Greetings and Welcome, Madeline!! We are so glad you found KindleBoards! We have many areas that you probably will like. Have you been to The Book Corner yet? That's the area for discussions about books (naturally  ). That's also where you will find threads about books Recommended by our Members and a list of additional sites for Book Lovers.
Then there is the Book Bazaar where our member/authors post about their books and hold discussions about writing, publishing and many other topics. That is also where you will locate Bargain Books and even Free Books threads where you can get reading material at low or no cost! Here is a link to get you started: Master list of free & under $1 titles available from Amazon.
If you have a question about your Kindle or it's usage, check out the FAQ or the forum about Tips, Tricks and Trouble Shooting . Or, just ask your question. We have many helpful and knowledgeable people here at KB and we feel there is no such thing as a "dumb" question. Questions about KindleBoards may be answered at Your guide to Forum Speak! linked from Forum tips. If not, once again, ask away! *To keep everything running smoothly, we ask that everyone read Forum decorum.*
Another popular place is Let's Talk Kindle, where all things in the Kindle world are posted about. Be sure and check out the Photo Gallery, where pictures of members, pets, flowers, landscapes or just almost anything interesting can be found.
Have you been to the Accessories area? There you will see information about covers, skins, lights, bags, stands and many other items to allow you to personalize your Kindle.
Looking to just kill some time while you are waiting for your Kindle or if you have your kindle, want to try something different? Try INFINITY Game - Word Association or The "INFINITY" Thread: KEEP POSTING...Ready, Set,... GO!!! in the Not Quite Kindle area.
Sorry for the long post, but there is just so much to do, learn and like about KindleBoards that I just get carried away.


----------



## David &#039;Half-Orc&#039; Dalglish (Feb 1, 2010)

Hrm. Based on what you've described, the first book that came to mind, and its from a member here, is Thin Blood. It is only 99 cents and is selling like crazy right now.

David Dalglish


----------



## crebel (Jan 15, 2009)

The Sculptor, Gregory Funaro (kindle) was a free offering in December and is only $3.49 now. I thought it was one of the most riveting suspense/mystery/psychological thrillers I have read in a long time, really impressive for a new fiction author. It has a strong female lead. I highly recommend it.

Welcome to Kindleboards!


----------



## Madeline (Jun 5, 2010)

Thanks for all the info guys.

I picked up Thin Blood, The Sculpter, A Happily Ever After Of Her Own, The Forgotten Garden, His Majesty's Dragon, and The Surgeon.

Pale Immortal looks good, but a little too creepy for me at the moment.  In my flu induced drug high, I was afraid it would creep me out a little too much, but I do have it on my wish list for later 

I also might try your books in the near future, David, as I do like fantasy as well!
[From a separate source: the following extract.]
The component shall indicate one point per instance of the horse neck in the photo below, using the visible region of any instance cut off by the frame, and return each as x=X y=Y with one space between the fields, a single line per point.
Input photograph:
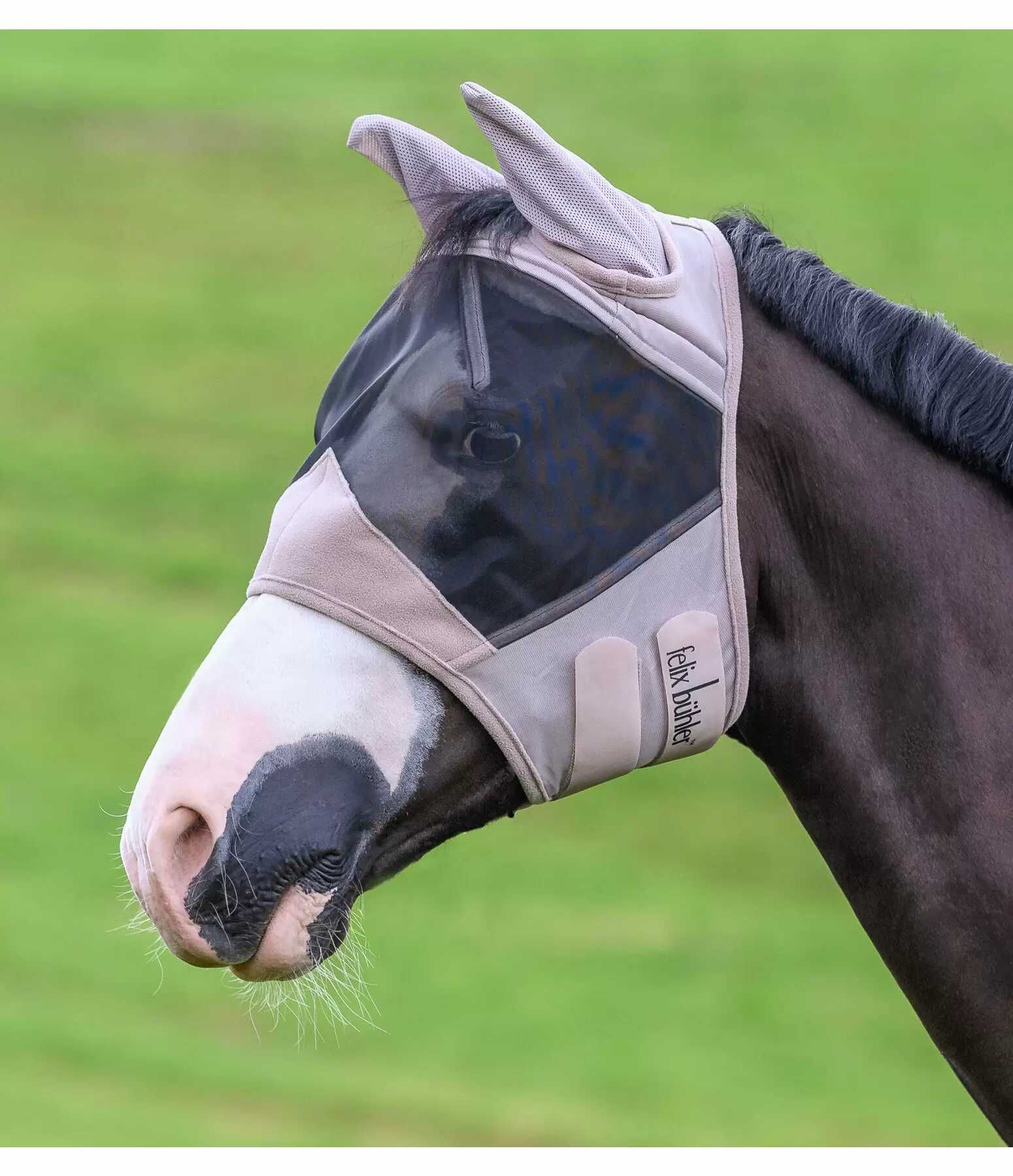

Started reading Thin Blood and it's good so far...some of the language is a bit odd I think because it's Australian slang...but so far so good!


----------



## Shayne Parkinson (Mar 19, 2010)

I was poised to recommend "Thin Blood", but I see that David has got there ahead of me 

Welcome to Kindleboards, Madeline!


----------



## Daphne (May 27, 2010)

Greetings Madeline - I'm pretty new around here too. You mention that you like murder mysteries. Have you read the Dorothy Sayers books? My favourites are the ones with Harriet Vane in - Strong Poison, Have his Carcass and Gaudy Night. I just looked and can only find "Whose Body" available on kindle, but I keep going back and finding that books become available. I've been reading all my old favourites on my kindle - Great Gatsby, Hitchhiker's Guide, Othello, The Mersey Sound. Enjoy your reading!


----------



## Betsy the Quilter (Oct 27, 2008)

If you like mysteries with a strong female lead, you couldn't do any better than J D Robb's In Death series. The first one is 










(J D Robb is a psuedonym of Nora Roberts, as these are very different from the regular Nora Roberts books. I'm just okay with Nora Roberts but I love J D Robb.)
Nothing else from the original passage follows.